Alfred Wegener yaşamında birbirinden çok farklı iki başarıyla tanındı; Arktik iklim araştırmaları ve Kıtaların Kayma Teorisi. Ancak ona göre bu iki girişim iklim çalışmalarına yönelik tutkulu ilgisi nedeniyle gayet makul uğraşlardı. Wegener 1 Kasım 1880'de Berlin'de doğdu. Eğitiminde önce gök bilimine, daha sonra meteoroloji ve iklim bilime yoğunlaştı. 1905 yılında Berlin yakınlarındaki Havacılık Gözlemevi'nde meteoroloji gözlemcisi oldu; 1909'da Marburg Üniversitesi'nde egitmenliğe başlayarak gök bilimi ve atmosfer fiziği dersleri verdi.
Wegener 1924 yılında Avusturya, Graz Üniversitesi'nden uzun zamandır arzu ettiği bir profesörlük teklifi aldı. O zamana kadar zaten Dünya'nın kara kütlelerinin nasıl meydana geldiğine dair teorisiyle dikkat çekmiş ve de bazı şüpheler uyandırmıştı.
Kıtaların Kayma Teorisi
Grönland'daki ilk araştırması 1906 yılında Ludvig Mylius-Erichsen'in liderliğindeki Danimarkalı keşif gezisine iklim bilimci / buzul bilimci olarak davet edilmesiyle başladı. 1912 yılında yine bir Danimarka keşif gezisiyle Grönland'a yeniden gitti, bu sürede köpek kızağıyla Grönland'ı doğudan batıya geçen ilk insanlardan biri oldu. Bu keşif gezileri Alfred Wegener'in Avrupa'daki, özellikle Danimarka ve Almanya'daki ününü perçinledi.

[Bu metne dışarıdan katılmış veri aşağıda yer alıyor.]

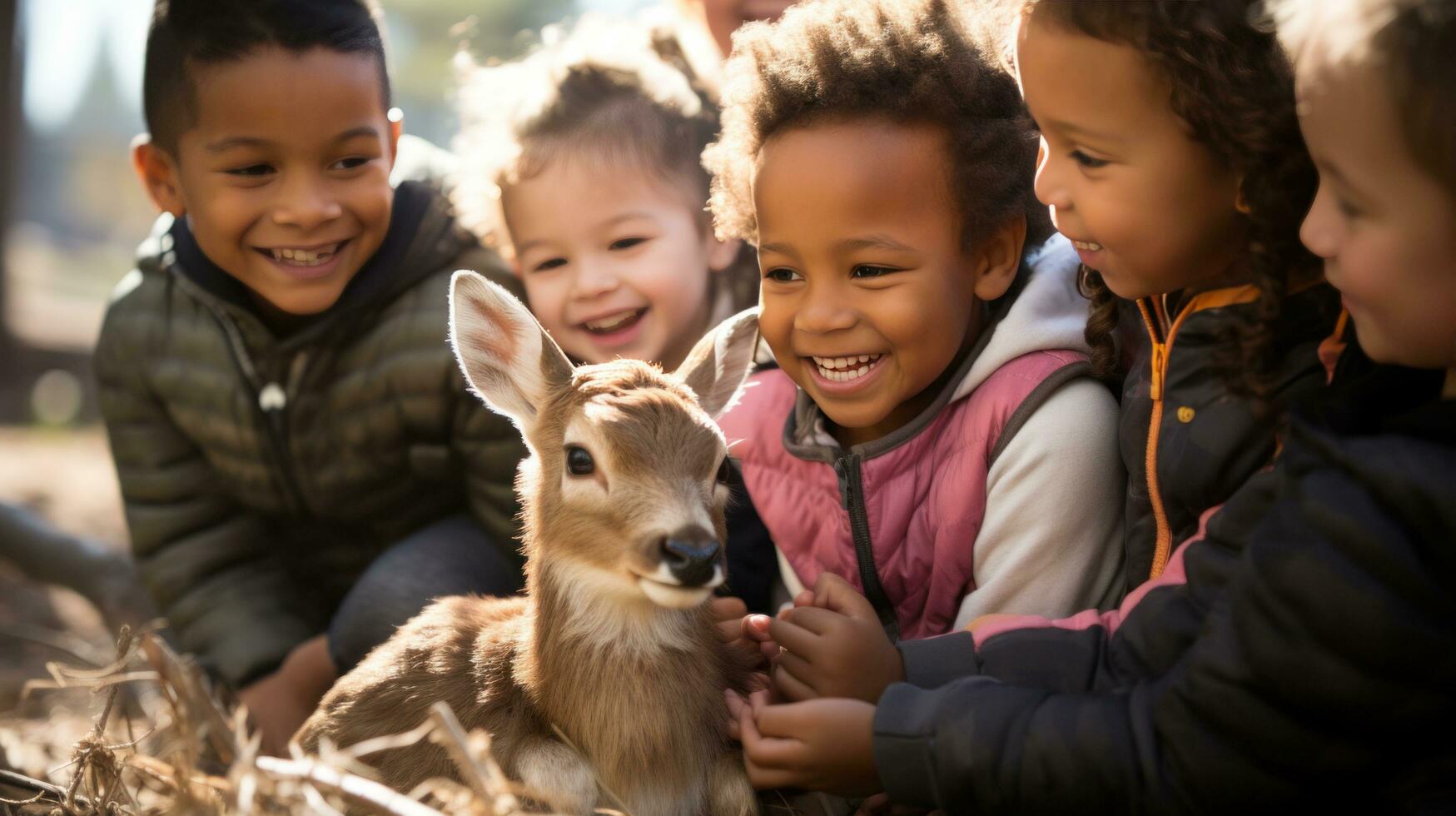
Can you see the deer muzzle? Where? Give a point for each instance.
(692, 555)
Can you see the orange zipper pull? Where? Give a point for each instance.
(1160, 369)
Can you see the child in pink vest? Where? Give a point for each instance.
(932, 433)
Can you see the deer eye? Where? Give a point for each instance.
(579, 462)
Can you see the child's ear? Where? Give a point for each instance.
(157, 172)
(396, 128)
(721, 254)
(997, 258)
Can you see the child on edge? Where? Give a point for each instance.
(1321, 589)
(933, 435)
(301, 460)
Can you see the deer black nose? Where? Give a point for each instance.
(690, 557)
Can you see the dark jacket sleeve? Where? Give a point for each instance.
(491, 449)
(206, 561)
(1322, 674)
(753, 565)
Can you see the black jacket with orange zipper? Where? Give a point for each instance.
(1189, 442)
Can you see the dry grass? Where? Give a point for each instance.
(165, 744)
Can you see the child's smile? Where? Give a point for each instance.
(284, 177)
(852, 371)
(868, 293)
(614, 262)
(1142, 202)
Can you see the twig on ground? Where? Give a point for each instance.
(40, 786)
(64, 643)
(184, 687)
(355, 790)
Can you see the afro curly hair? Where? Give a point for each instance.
(903, 62)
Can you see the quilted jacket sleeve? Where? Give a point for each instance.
(1322, 674)
(206, 561)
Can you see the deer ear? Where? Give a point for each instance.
(718, 365)
(505, 355)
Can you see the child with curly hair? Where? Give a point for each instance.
(1171, 157)
(1316, 676)
(583, 163)
(933, 398)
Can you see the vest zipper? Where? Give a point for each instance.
(272, 401)
(852, 497)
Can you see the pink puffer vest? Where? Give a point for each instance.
(902, 513)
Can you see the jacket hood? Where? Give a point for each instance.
(1047, 314)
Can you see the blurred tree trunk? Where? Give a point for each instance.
(9, 137)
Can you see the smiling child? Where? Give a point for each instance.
(301, 460)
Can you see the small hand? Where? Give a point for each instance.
(283, 699)
(835, 647)
(823, 745)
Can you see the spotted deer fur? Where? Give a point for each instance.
(610, 644)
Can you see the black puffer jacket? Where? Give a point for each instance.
(1309, 658)
(262, 474)
(1187, 440)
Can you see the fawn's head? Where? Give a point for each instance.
(625, 483)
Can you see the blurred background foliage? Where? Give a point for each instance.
(72, 211)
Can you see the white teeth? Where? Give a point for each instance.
(847, 369)
(305, 256)
(608, 324)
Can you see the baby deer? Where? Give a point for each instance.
(624, 505)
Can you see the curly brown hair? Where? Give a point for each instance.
(1414, 44)
(1235, 89)
(905, 62)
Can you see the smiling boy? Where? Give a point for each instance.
(301, 460)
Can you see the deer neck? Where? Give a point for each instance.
(631, 684)
(579, 615)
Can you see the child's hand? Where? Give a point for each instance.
(748, 635)
(835, 647)
(281, 701)
(823, 745)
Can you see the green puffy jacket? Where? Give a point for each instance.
(261, 475)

Alfred Wegener, Grönland keşif gezilerini planlarken öncü iklim bilimci Wladimir Köppen ile danıştı. O esnada Köppen dünya iklimlerinin sınıflandırılması üzerinde çalışıyordu. 1913'te Köppen'in kızı Else ile evlendi. İlk başta daha deneyimli olan Köppen, Wegener'e akıl hocalığı yaptı. Ancak ikisi kısa zamanla kömür yatakları, tuz yatakları, bitki ve hayvan fosilleri ve buzullar gibi jeoloji ve paleontoloji kanıtlarına dayanan paleoiklim üzerine bir araştırmada beraber çalışmaya başladılar. Kıtaların kayma teorisi fikri burada ortaya çıktı.
Pangea'nın Ortaya Çıkışı
Wegener bazı özdeş fosillerin okyanusun her iki tarafında da mevcut olduğunu görmüştü. Aynı durumun Afrika'da başlayan ve Güney Amerika'da devam eden jeolojik oluşumlar için de geçerli olduğunu buldu. Jeologlar bu hususları zaten biliyordu. Bitki ve hayvanların şimdi mevcut olmayan kara köprüleri ile kıtalar arasında göç ettiği açıklamasını ortaya atmışlardı. Ama Wegener alternatif bir teori geliştiriyordu. Kıtaların neredeyse yapboz parçaları gibi birbirine uyduğunu görmüş ve bu jeolojik özelliklerin süregiden bir örüntüye dönüştüğünü belirtmişti. Bu noktadan sonra kıtaların kayma fikrine odaklanmaya başladı, hipotezini sınamak için bıkıp usanmadan jeolojik ve paleontolojik bilgiler aradı.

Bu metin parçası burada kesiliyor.